Хотелось бы мне сказать, что когда в воскресенье утром я проснулась, в голове у меня хоть сколько-то прояснилось… Увы, творился там примерно такой же бедлам — не стану делать вид, будто это было не так, — но, по крайней мере, я проснулась с идеей в голове. И довольно достойной, как мне показалось, несмотря на все, чего я не знала или чего не могла понять. Поскольку я поняла, что мой убийца и вправду где-то в этой церкви.
Церковь, психиатрическое отделение… короче, вы уловили суть.
Сразу после завтрака я поговорила на эту тему с Маркусом — не про то, как убийцы ходят на похороны, разумеется, — и он оказался совсем не против этой идеи.
— Что ж, неплохая мысль… — Он вроде как не испытывал абсолютно никаких подозрений. — Это очень внимательно с твоей стороны, Алиса… Дай знать, если мы чем-то можем помочь.

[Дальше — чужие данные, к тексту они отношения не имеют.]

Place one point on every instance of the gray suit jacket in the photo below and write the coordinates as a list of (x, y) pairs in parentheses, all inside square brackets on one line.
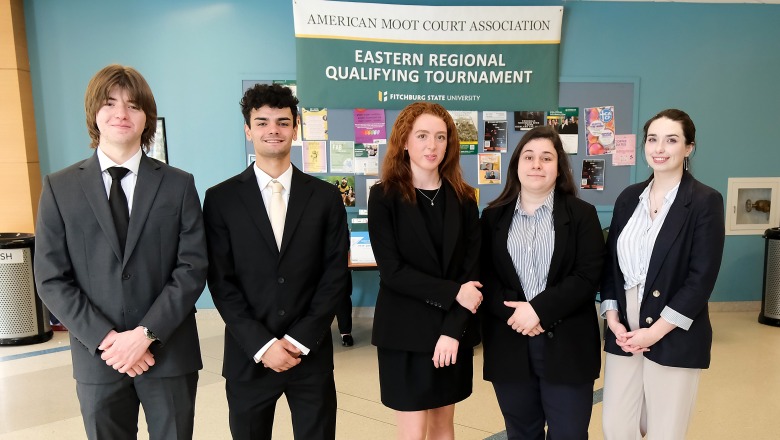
[(87, 284)]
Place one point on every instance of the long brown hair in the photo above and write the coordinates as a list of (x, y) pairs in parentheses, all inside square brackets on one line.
[(396, 169), (686, 123), (564, 183), (138, 90)]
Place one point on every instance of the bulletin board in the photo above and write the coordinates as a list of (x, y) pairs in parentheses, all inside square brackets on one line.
[(574, 92)]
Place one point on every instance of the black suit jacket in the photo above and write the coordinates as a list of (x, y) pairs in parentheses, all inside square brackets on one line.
[(683, 269), (566, 308), (417, 289), (263, 292), (86, 282)]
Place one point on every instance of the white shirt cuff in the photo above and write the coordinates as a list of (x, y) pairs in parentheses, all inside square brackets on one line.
[(298, 345), (607, 305), (259, 354), (676, 318)]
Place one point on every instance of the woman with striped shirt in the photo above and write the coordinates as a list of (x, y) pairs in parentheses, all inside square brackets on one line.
[(663, 257), (541, 264)]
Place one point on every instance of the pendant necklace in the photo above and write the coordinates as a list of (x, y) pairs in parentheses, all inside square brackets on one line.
[(431, 199)]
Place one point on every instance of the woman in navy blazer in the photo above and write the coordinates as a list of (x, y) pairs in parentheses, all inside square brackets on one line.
[(424, 228), (542, 253), (663, 256)]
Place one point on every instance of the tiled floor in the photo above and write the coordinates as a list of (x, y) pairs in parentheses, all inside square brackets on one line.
[(739, 397)]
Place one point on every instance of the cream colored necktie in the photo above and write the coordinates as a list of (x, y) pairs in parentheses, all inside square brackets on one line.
[(277, 211)]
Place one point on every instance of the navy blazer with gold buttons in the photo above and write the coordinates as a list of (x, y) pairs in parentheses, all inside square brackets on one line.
[(682, 272)]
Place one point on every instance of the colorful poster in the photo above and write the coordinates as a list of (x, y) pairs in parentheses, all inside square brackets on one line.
[(600, 126), (314, 157), (369, 55), (567, 126), (360, 250), (468, 149), (466, 122), (526, 120), (290, 84), (342, 156), (315, 124), (346, 186), (367, 159), (370, 126), (625, 150), (489, 169), (495, 131), (593, 174), (369, 184)]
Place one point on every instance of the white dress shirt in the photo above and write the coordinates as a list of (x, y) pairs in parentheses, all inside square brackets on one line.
[(263, 179), (127, 182)]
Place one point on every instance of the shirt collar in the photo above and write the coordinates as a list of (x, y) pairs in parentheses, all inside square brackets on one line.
[(671, 195), (263, 178), (131, 164), (548, 202)]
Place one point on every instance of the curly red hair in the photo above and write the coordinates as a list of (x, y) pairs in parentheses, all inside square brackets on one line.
[(396, 170)]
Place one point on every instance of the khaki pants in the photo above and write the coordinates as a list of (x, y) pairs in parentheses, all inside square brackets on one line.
[(643, 397)]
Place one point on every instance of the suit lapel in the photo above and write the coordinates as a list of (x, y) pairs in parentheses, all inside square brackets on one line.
[(94, 189), (300, 192), (250, 195), (561, 223), (146, 186), (412, 212), (673, 224), (452, 226)]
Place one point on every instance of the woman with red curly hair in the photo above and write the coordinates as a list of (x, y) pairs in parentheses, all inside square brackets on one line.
[(424, 228)]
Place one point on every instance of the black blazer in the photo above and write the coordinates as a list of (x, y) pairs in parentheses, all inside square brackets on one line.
[(92, 287), (682, 272), (264, 293), (416, 302), (566, 308)]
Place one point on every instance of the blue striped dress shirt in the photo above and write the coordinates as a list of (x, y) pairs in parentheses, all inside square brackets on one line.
[(635, 247), (530, 244)]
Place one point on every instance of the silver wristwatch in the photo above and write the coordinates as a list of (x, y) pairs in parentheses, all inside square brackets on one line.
[(150, 335)]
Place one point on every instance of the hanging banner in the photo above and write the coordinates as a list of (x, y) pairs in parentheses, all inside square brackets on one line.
[(366, 55)]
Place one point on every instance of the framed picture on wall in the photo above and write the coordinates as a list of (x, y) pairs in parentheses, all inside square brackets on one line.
[(159, 148), (752, 205)]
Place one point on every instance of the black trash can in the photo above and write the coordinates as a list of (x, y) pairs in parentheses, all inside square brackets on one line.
[(23, 317), (770, 298)]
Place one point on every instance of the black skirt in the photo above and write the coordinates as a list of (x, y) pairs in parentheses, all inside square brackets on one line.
[(409, 382)]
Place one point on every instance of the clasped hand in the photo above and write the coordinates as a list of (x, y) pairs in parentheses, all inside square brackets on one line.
[(281, 356), (469, 296), (127, 352), (636, 341), (524, 319), (446, 351)]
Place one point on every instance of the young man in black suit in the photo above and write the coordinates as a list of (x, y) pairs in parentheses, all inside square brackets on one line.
[(120, 259), (277, 242)]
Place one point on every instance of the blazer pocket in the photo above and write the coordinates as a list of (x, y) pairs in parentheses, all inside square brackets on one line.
[(164, 211)]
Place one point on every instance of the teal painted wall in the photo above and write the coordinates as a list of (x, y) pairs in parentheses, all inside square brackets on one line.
[(716, 61)]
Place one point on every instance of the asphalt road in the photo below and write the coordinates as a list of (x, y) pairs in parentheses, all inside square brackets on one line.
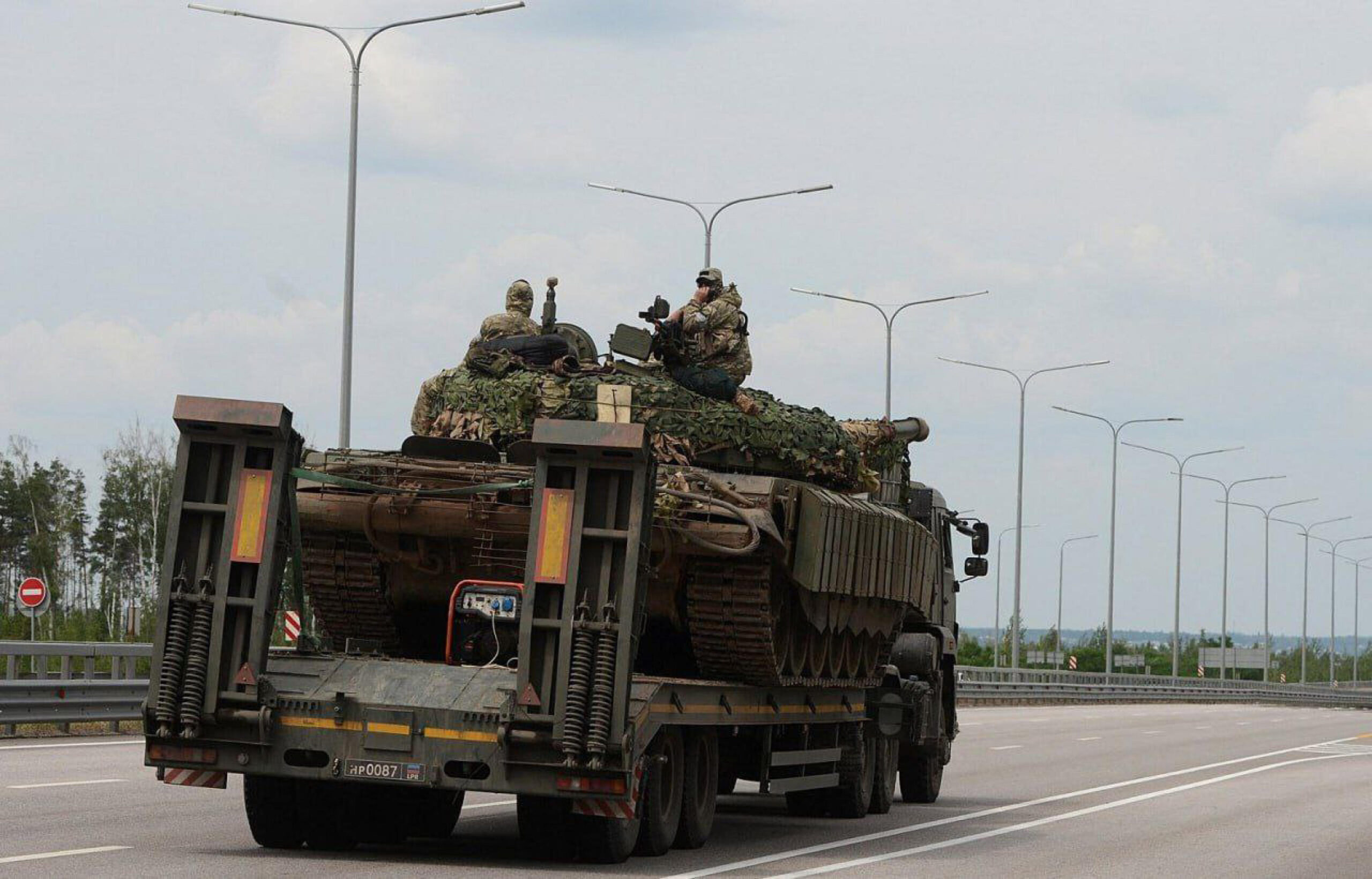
[(1042, 792)]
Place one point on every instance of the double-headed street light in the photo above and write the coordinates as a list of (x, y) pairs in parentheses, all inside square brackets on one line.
[(1305, 587), (1057, 661), (1267, 560), (1224, 586), (995, 660), (1176, 598), (356, 58), (890, 317), (1020, 475), (1334, 556), (1115, 483), (695, 206)]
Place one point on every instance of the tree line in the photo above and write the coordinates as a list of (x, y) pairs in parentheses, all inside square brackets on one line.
[(102, 572)]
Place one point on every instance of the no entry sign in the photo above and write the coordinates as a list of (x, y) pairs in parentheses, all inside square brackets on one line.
[(33, 594)]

— Это последнее, что мы можем сделать! — пафосно объявила я.
Имелись в виду не настоящие похороны, разумеется.
Впрочем, вариант с имитацией похорон я тоже бегло рассматривала — картонный гроб, все такое, — но под конец это показалось мне слишком уж сложным, тем более что я так и не смогла придумать, как сымитировать закапывание в могилу или кремацию, и даже не знала, что из этого предпочел бы сам Кевин, — так что этот план пришлось отмести. Решила остановиться на чем-нибудь попроще. Настоящие похороны вроде как уже состоялись, а даже если и нет, то вряд ли кто-нибудь из нас получил бы приглашение, так что я провела остаток дня, готовя то, что назвала Маркусу прощальной церемонией.
Первым делом я рассказала всем, включая «добровольцев», что именно планирую, всеми силами постаравшись их убедить, что на таком мероприятии надо обязательно присутствовать.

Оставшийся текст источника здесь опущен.